新型コロナウイルスの感染拡大が半端ないスピードで拡がっている。このコラムにおいても昨年3月の号において初めて新型コロナウイルスに関する記事を書いたが、その時の国内罹患者数は感染者26人(無症状病原体保有者3人含む:令和2年2月10日厚生労働省発表)であった。それが今日現在(令和3年1月11日13時30分発表)、なんと28万8640人注1である。単純に1万倍強である。これをパンデミックと言わずして何と言うのか。
医療科学が発達した現代だからこそ、感染症に対する恐怖が薄れ、コロナウイルス恐れるに足らず、という風潮は今後更に問題を深刻化させていくだろう。勿論、100年前と同じ対応をしろと言っているのではない。しかし、目に見えない敵と対峙する個々人の心構えという一点においては、100年前も今もそれは変わらない。無症状であっても、自分は感染していないと考えるのではなく、もしかすると感染しているかもしれないという心構えで行動することが、感染拡大を止める最良の方法であることを自覚すべきだ。
注1
新型コロナウィルスによる日本国内での感染状況は、令和3年1月11日現在、感染者数累計28万8640人、死亡者数4066人で、罹患後の回復者数は22万2137人(厚生労働省速報値)。都道府県別では東京都が7万6163人、大阪府が3万4452人、神奈川県2万7336人となっている。因みに世界では、米国の感染者数が2200万人を超え、インドが1050万人超、ブラジルが800万人超と桁違いの感染者数を抱えている。
さて、トップページにも記載されているように、このメールマガジンも今年の3月号配信をもって廃刊となるとのこと。その歴史も大したもので、2004年(平成16年)発刊というから足掛け17年間に亘って発行され、購読者数(受信登録者数)は今や5万5千人に迫るメールマガジンは稀有である。栄光の「ラビットプレス」に心から敬意を表します。
最終号まであと2回、拙者がこれからの時代に思いを込めて、最もお伝えしたかったテーマを選び、思いの丈を記そうとペンを執ったのが女性に関する話題です。特にアジア地域、とりわけ我が国における女性の存在について、正にウィズコロナ、アフターコロナ時代に相応しい、輝ける女性の時代を現実とするため、今何故女性が必要なのか、これほどまでに女性はどうして優秀なのかを生物学、心理学、社会学的な見地から解き明かし、新しい日本の進むべき道を考えようと思うのである。

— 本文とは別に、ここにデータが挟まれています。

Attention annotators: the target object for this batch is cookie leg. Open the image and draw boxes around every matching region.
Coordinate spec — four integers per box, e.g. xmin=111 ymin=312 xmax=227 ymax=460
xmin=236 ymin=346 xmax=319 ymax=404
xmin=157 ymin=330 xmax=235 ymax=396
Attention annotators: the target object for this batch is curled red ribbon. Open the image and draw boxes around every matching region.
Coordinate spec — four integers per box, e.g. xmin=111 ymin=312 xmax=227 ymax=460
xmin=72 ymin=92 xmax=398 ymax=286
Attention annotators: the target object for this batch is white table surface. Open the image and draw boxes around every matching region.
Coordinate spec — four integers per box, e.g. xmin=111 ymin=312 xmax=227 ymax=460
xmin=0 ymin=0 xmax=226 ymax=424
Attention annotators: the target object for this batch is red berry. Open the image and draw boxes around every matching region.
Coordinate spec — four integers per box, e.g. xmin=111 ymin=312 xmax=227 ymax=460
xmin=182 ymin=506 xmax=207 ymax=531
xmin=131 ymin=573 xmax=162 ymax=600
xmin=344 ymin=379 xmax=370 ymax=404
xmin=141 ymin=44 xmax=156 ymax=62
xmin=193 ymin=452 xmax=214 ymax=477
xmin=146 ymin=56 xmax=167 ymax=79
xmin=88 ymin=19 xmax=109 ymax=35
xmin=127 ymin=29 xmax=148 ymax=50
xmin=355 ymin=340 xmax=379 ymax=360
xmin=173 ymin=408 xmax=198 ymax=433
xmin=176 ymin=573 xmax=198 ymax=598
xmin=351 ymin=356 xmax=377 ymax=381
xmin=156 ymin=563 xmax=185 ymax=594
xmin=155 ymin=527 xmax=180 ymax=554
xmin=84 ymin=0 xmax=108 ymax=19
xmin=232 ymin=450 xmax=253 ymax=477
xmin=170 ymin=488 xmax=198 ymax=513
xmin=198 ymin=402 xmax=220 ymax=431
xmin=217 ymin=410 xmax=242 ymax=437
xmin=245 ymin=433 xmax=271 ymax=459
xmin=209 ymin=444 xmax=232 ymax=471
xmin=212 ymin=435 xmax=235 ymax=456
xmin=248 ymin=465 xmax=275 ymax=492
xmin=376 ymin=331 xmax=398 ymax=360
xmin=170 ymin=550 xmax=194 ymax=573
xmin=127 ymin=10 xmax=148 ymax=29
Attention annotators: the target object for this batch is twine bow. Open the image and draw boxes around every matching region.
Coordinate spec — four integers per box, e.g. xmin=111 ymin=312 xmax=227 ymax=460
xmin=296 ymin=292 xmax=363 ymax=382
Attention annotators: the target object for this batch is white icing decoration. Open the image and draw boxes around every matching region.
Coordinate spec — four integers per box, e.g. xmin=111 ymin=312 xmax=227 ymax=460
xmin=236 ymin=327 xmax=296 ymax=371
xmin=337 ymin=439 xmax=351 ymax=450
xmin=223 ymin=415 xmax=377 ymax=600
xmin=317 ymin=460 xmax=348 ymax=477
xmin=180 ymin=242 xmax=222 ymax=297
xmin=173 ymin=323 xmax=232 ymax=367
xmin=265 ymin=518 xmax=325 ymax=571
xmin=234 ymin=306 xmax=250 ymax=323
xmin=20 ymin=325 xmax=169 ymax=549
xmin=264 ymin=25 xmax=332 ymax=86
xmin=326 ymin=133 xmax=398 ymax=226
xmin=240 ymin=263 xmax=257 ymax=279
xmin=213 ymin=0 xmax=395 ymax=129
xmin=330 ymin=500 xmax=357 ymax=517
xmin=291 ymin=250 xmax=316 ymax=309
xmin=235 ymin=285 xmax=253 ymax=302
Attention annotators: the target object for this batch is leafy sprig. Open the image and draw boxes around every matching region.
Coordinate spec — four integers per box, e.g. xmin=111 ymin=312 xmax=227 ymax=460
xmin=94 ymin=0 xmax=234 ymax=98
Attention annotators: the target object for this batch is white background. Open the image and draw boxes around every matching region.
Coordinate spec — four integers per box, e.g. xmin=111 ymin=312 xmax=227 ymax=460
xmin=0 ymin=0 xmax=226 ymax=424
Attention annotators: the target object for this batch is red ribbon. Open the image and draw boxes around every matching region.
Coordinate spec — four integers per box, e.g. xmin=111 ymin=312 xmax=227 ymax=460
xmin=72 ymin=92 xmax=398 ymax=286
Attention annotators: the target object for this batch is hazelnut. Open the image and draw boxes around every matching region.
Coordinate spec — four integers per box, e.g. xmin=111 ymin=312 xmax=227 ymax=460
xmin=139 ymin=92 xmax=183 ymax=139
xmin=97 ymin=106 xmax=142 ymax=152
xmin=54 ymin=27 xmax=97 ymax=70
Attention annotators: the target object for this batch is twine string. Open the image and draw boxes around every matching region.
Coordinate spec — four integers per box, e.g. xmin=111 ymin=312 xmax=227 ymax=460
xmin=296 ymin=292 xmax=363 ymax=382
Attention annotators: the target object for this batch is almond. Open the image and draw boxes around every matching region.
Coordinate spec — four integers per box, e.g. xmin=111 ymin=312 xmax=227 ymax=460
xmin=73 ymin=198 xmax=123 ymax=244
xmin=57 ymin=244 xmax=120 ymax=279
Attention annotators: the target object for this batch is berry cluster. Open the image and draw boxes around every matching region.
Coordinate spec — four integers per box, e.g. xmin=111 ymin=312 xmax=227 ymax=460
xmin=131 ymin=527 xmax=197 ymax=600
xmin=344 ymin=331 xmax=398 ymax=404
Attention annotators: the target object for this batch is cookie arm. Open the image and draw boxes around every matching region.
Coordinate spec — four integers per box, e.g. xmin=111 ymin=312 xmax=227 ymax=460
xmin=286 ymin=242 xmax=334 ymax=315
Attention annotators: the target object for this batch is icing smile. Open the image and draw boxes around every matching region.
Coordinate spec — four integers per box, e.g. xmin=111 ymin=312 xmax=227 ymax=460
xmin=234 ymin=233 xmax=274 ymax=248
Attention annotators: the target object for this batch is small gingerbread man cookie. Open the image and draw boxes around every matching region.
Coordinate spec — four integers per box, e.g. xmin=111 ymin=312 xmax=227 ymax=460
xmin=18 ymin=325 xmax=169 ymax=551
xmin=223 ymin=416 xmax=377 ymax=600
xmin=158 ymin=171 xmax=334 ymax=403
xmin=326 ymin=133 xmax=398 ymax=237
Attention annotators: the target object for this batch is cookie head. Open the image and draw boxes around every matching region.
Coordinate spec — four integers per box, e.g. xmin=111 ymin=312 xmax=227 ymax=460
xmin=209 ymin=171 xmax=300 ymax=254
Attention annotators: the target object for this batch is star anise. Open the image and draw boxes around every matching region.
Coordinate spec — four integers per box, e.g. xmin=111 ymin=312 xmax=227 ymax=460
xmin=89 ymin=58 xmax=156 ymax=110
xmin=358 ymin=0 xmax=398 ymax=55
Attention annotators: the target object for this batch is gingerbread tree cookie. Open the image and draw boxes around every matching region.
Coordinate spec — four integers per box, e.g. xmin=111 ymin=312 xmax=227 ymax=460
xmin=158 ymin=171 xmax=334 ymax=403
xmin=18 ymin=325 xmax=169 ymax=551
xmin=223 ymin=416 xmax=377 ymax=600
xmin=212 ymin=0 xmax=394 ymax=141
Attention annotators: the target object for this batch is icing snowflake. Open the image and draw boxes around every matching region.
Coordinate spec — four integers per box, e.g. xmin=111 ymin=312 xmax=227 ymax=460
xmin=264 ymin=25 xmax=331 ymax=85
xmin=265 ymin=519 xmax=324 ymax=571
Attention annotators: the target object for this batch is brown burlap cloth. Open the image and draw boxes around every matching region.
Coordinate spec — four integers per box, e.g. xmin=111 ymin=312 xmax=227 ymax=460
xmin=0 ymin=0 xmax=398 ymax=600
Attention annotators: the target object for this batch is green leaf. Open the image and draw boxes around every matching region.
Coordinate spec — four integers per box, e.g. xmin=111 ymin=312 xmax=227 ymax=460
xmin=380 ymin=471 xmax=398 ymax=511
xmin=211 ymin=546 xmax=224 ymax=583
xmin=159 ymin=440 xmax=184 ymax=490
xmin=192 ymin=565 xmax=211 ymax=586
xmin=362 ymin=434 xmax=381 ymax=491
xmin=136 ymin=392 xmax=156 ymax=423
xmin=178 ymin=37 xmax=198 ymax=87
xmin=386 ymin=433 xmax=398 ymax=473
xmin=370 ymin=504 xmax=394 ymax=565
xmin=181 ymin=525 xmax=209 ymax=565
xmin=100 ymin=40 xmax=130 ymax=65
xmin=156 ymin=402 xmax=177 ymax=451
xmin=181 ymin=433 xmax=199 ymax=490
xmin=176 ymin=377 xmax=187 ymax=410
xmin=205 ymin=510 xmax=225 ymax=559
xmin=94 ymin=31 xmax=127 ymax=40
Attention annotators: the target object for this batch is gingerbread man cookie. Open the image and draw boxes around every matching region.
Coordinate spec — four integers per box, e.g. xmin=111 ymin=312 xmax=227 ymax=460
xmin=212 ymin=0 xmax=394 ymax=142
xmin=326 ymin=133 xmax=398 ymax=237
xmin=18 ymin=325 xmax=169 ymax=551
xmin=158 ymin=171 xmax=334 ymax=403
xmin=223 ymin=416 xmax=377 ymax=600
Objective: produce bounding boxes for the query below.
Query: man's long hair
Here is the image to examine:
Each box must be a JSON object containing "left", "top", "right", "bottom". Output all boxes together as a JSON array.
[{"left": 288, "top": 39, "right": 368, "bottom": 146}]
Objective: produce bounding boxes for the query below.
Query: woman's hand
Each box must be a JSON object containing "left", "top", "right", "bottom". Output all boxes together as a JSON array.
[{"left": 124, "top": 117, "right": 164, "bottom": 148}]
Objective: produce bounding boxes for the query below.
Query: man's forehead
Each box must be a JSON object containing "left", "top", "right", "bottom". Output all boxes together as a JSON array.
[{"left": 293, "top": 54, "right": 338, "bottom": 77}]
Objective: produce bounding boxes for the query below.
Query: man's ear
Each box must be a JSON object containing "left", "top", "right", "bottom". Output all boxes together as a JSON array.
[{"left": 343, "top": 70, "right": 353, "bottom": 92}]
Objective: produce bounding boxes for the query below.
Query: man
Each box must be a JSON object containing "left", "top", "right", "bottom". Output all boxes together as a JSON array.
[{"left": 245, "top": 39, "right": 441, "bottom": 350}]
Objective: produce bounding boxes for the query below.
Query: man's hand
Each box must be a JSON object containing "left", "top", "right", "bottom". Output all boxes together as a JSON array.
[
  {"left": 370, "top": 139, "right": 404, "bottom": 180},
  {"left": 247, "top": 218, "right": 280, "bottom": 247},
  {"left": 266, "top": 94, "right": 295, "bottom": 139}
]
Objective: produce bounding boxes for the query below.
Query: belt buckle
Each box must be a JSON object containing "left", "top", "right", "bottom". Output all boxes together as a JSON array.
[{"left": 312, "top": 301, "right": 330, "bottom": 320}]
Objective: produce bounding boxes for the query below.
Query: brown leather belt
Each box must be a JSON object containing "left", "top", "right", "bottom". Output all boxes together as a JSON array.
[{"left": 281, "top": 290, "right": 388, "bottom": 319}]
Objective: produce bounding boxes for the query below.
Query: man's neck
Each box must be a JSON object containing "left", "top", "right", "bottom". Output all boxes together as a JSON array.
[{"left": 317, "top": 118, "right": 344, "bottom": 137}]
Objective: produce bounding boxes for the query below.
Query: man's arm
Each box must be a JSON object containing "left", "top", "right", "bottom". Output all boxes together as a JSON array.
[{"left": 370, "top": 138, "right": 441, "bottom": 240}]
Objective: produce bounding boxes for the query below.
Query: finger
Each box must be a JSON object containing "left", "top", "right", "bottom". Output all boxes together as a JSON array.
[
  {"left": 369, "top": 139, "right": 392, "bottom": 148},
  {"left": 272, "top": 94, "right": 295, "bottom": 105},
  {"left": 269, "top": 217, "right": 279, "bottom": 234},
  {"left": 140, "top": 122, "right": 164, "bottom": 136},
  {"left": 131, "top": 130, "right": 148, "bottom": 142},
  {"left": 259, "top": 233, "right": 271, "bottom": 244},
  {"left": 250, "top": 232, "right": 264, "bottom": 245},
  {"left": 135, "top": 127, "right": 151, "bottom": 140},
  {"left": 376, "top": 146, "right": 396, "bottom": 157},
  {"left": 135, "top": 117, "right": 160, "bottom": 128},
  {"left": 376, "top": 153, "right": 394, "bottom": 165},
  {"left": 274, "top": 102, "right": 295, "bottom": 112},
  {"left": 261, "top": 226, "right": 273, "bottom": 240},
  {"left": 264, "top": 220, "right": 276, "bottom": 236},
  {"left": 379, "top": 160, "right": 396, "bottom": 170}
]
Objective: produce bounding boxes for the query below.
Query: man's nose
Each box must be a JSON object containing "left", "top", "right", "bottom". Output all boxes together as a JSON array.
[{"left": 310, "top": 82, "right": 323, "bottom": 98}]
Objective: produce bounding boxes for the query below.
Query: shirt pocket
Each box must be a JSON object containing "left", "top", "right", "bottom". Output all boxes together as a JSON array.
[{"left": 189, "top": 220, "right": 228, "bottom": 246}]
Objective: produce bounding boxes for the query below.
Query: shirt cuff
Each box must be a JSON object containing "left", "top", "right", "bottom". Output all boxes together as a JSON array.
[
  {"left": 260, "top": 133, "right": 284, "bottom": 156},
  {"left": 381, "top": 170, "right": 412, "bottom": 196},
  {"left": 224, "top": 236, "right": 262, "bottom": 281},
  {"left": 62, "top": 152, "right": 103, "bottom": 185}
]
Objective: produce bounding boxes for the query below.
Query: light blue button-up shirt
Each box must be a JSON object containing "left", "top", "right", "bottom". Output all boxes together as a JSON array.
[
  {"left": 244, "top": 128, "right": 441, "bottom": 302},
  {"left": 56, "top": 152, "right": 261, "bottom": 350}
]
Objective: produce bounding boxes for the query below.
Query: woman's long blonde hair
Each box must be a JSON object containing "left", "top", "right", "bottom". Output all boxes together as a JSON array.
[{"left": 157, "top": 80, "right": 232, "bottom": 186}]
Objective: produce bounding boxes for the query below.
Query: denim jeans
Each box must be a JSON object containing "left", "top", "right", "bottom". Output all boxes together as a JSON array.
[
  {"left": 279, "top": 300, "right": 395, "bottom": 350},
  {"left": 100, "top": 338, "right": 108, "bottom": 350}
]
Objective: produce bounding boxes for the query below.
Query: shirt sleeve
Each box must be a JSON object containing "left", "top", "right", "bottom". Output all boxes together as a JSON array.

性別を超えた人権の尊厳がグローバルスタンダードだ(LGBTQ+イメージ)

最近(と言っても随分以前からだが)、企業の採用担当者らが集う場で交わされる会話に、「男子に比べて女子の方が優秀な学生が多い」という話をよく耳にする。面接の場での「優秀」とは、筆記試験の成績、面接の受け答えに論理的思考が働き、コミュニケーション能力の高さを感じることや、礼儀や挨拶、表情などで、印象点を押し上げる要因も含め、「優秀」の評価に影響する。
ただ、これは“面接”という採用前時点での評価であり、面接担当者へインプットされる前提の情報である。従って、本番環境(入社後の実務場面)での能力(アウトプット)とイコールではないことは重視しておかなければならない。
現実的には我が国の労働環境上、男性優位は揺らいでおらず、殆ど全ての業界で男性社会は継続している。ただ、前述のようにインプットの時点で女性優位の現象が定着してきているから、自然にアウトプットでも女性の活躍に期待が掛かってきている。しかしながら、優秀とされる女性が最前線の現場に放り込まれた際、敢然と立ちはだかる男社会の壁に弾き飛ばされ、理不尽とハラスメントに無力を痛感し、やがて精神状態に支障を来たすことも。勿論男性にも起こり得ることだが、新入社員の離職率が圧倒的に女性が高い営業職などでは、女性の能力にその原因を求められるのも旧態依然としている。
しかし、それでも女性の能力が否定されることはない、とするには、性別による「優秀」と「劣等」を客観的に分析したデータを基に検証ししなければならない。

【どっちが優秀?・・・生物学的考察】
男女の身体的、行動的特徴に違いがあることについて、遺伝子のみにその決定原因があるのではなく、ホルモンなどの生物学的要因による身体的特徴が発現し、脳の各部位(大脳半球、偏桃体、海馬など)の男女差が行動的な違いをもたらしていることは、既に各方面の研究によって明らかになっている。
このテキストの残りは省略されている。